We focused on 633 subjects who were all followed up at baseline, 6 months, 12 months, and 24 months. For each subject, we included his/her clinical, genetic, and imaging variables at the four time points. The clinical characteristics include gender (0 = male; 1 = female), age at baseline, and FAQ score. The FAQ score is an assessment of abilities to function independently in daily life and is widely used to monitor the decline of cognitive ability over time. The genetic variables include APOE gene because mutations in APOE raise the risk of progression from amnestic MCI to AD (Petersen et al., 2005). The APOE SNPs, rs429358 and rs7412 were separately genotyped in ADNI-1. These two SNPs together define a 3-allele haplotype, namely, the ε2, ε3, and ε4 variants. Among these variants, APOE-ε4 has been identified as a risk factor for early onset of AD (e.g., Okuizumi et al., 1994). Thus, we considered the presence of APOE-ε4 as a covariate in this analysis. APOE-ε4 is coded as 0, 1, and 2, denoting the number of APOE-ε4 alleles. Furthermore, the logarithm of the ratio of hippocampal volume over whole brain volume was included as a covariate because published reports (Kesslak, Nalcioglu and Cotman, 1991; Jack et al., 1992; Dickerson and Wolk, 2013) revealed that the atrophy of the hippocampal formation was a significant diagnostic marker of clinical dementia. Table 1 summarizes the basic characteristics of the aforementioned variables for the samples under consideration. Males account for about 56.2% in the samples. Mean values of patients’ age (in year), adjusted hippocampal volume, and corresponding FAQ score are 73.0, −5.0, and 4.1, respectively. 34.6% patients carry one APOE-ε4 allele while only 9.8% carry two APOE-ε4 alleles.

Table 1.

Characteristics of the study samples in the ADNI-1 dataset

Mean Age (in years)	73.0(6.9)
Gender (Male percentage)	56.2%
Mean log(hippocampus/whole brain volume)	−5.0(0.2)
Mean FAQ score	4.1(6.5)
One APOE-ε4 allele carriers	34.6%
Two APOE-ε4 alleles carriers	9.8%

Open in a new tab

The numbers in parentheses are standard deviations.

4.2 Data analysis

The aims of this ADNI data analysis are (I) to identify the hidden states of the neurodegenerative pathology on the basis of 633 patients enrolled in the ADNI-1, (II) to reveal a set of potential covariates that influence the between-states transition, and (III) to investigate the linear and/or functional covariate effects on cognitive decline across the hidden states of the AD progression.

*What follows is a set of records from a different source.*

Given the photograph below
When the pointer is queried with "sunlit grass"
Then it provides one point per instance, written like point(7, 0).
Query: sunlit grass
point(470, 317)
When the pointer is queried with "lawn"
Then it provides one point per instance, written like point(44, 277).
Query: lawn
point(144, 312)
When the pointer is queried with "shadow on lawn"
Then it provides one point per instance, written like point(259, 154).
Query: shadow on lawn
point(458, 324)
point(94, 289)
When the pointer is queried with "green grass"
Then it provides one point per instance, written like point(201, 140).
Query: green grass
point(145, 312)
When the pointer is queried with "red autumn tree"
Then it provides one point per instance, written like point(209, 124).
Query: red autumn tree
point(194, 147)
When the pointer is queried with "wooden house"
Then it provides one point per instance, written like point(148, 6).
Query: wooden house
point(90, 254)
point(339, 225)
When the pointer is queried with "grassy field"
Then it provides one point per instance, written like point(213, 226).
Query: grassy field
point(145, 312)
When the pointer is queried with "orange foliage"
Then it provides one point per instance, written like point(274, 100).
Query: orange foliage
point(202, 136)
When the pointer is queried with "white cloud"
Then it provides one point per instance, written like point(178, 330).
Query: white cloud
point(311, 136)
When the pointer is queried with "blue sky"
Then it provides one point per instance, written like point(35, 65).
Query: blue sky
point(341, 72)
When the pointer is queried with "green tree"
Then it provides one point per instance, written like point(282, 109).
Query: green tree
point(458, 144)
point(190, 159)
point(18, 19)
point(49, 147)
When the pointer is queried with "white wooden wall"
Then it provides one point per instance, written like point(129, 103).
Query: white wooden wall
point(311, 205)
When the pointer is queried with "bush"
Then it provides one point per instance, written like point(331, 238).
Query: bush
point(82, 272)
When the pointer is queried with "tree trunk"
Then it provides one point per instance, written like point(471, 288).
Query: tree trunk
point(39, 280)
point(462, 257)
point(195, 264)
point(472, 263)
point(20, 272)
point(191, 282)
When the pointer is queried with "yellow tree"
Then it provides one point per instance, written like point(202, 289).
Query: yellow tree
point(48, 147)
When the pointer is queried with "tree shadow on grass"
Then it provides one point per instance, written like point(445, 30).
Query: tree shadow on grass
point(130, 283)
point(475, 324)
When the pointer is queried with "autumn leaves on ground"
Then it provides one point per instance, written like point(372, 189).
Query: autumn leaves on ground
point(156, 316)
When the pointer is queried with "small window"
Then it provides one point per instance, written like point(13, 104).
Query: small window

We fitted BMSHM2 with the FAQ score as the response y_it, the clinical and genetic variables, gender and APOE-ε4, as covariates in b_it, and hippocampus and age at baseline as covariates in x_it. Three continuous variables, FAQ score, hippocampus, and age, were standardized prior to analysis. We first determined the number of hidden states. We considered five competing models M_k, k = 1, …, 5, where M_k represents a BMSHM2 with k states. A total of 24 equidistant knots were used to construct cubic P-splines, and the second-order random walk penalties were used for the Bayesian P-splines to estimate the unknown smooth functions. Given the lack of prior information, we assign the hyperparameters in (9) and (10) to reflect vague prior information as follows: μ_s0 = ζ_us0 = τ_s0 = 0, $σ_{μ s 0} = σ_{ζ 0}^{2} = σ_{τ 0}^{2} = 1$ , α̃_s0 = 9, β̃_s0 = 4, ρ₀ = 7, R₀ = 4I₂, α₀ and γ_s0 is a vector with all elements being zero, H_α = I₅ and Σ_s0 = I₃ where I_r is a r-dimensional identity matrix. We used the random permutation sampler to search for a suitable identifiability constraint to solve the label switching problem. The MCMC algorithm converged within 2,000 iterations for all competing models. We collected a total of 10,000 observations after discarding 2,000 burn-in iterations to calculate DIC. The DIC values corresponding to M₁ to M₅ were 20,175, 1,823, 1,001, 950, and 1615, respectively. Thus, the four-state model M₄ was selected.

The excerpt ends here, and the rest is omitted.